Yuan Wei, Yan Jiaqin, Liu Hongtao, Li Ling, Wu BoWen, Guo Can, Zhang Mingzhi
Department of Oncology, The First Affiliated Hospital of Zhengzhou University, Zhengzhou, China.
The Academy of Medical Sciences, Zhengzhou University, Zhengzhou, China.
Pathol Oncol Res. 2021 Apr 1;27:589662. doi: 10.3389/pore.2021.589662. eCollection 2021.
Esophageal cancer (ESCA) is a commonly occurring cancer worldwide with poor survival and limited therapeutic options. Due to the lack of biomarkers that facilitate early detection, its treatment remains a great challenge. This study aims at identifying the tumor microenvironment (TME)-related genes, which might affect prognosis and accelerate clinical treatment for ESCA patients. We integrated the expression profiles from ESCA patients in The Cancer Genome Atlas. Then, we determined the stromal and immune scores of each sample using the R package. The Gene Expression Omnibus database was used to validate the expression profile of the key genes. Tumor mutational burden showed a significant difference between the groups of ESCA patients with high and low ESTIMATE scores. We identified 859 intersection genes among patients with different immune and stromal scores. Moreover, gene ontology analysis demonstrated that these 859 intersection genes were closely related to adaptive immune response and regulation of lymphocyte activation. Kyoto Encyclopedia of Genes and Genomes showed the enrichment of cytokine-cytokine receptor interaction and chemokine signaling pathway in the TME. Furthermore, the protein-protein interaction network consisted of 175 nodes. We selected 35 hub genes, including ITGAM, CXCL10, CCR2, CCR5, and CCR1. Of these, 23 intersection genes predicted the overall survival rate. C1QA and FCER1G correlated with overall survival of the ESCA patients in the two databases. We identified a set of stromal and immune score-related prognostic differentially expressed genes that could influence the complexity of the TME. C1QA and FCER1G were identified and validated with respect to their role in the progression of ESCA.

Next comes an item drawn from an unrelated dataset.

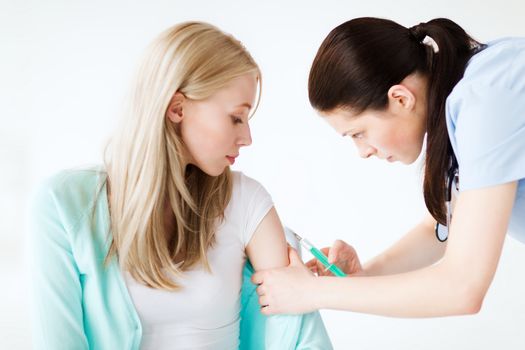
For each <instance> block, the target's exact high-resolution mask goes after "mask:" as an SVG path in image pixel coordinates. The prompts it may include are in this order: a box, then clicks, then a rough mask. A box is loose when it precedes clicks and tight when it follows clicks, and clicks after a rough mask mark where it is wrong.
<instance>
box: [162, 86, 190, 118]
mask: <svg viewBox="0 0 525 350" xmlns="http://www.w3.org/2000/svg"><path fill="white" fill-rule="evenodd" d="M185 102H186V96H184V94H182V93H181V92H178V91H177V92H176V93H175V94H174V95H173V97H172V98H171V101H170V104H169V106H168V109H167V110H166V117H168V118H169V120H171V121H172V122H174V123H180V122H181V121H182V118H183V117H184V111H183V107H184V103H185Z"/></svg>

食管癌(ESCA)是全球常见的癌症,生存率低且治疗选择有限。由于缺乏有助于早期检测的生物标志物,其治疗仍然是一个巨大的挑战。本研究旨在识别可能影响食管癌患者预后并加速临床治疗的肿瘤微环境(TME)相关基因。我们整合了癌症基因组图谱中食管癌患者的表达谱。然后,我们使用R包确定每个样本的基质和免疫评分。利用基因表达综合数据库验证关键基因的表达谱。肿瘤突变负担在高ESTIMATE评分和低ESTIMATE评分的食管癌患者组之间存在显著差异。我们在具有不同免疫和基质评分的患者中鉴定出859个交集基因。此外,基因本体分析表明,这859个交集基因与适应性免疫反应和淋巴细胞激活调节密切相关。京都基因与基因组百科全书显示TME中细胞因子-细胞因子受体相互作用和趋化因子信号通路的富集。此外,蛋白质-蛋白质相互作用网络由175个节点组成。我们选择了35个枢纽基因,包括整合素αM(ITGAM)、趋化因子CXCL10、趋化因子受体2(CCR2)、趋化因子受体5(CCR5)和趋化因子受体1(CCR1)。其中,23个交集基因可预测总生存率。补体C1q亚基A(C1QA)和高亲和力IgE受体γ链(FCER1G)在两个数据库中均与食管癌患者的总生存率相关。我们鉴定出一组与基质和免疫评分相关的预后差异表达基因,它们可能影响TME的复杂性。鉴定并验证了C1QA和FCER1G在食管癌进展中的作用。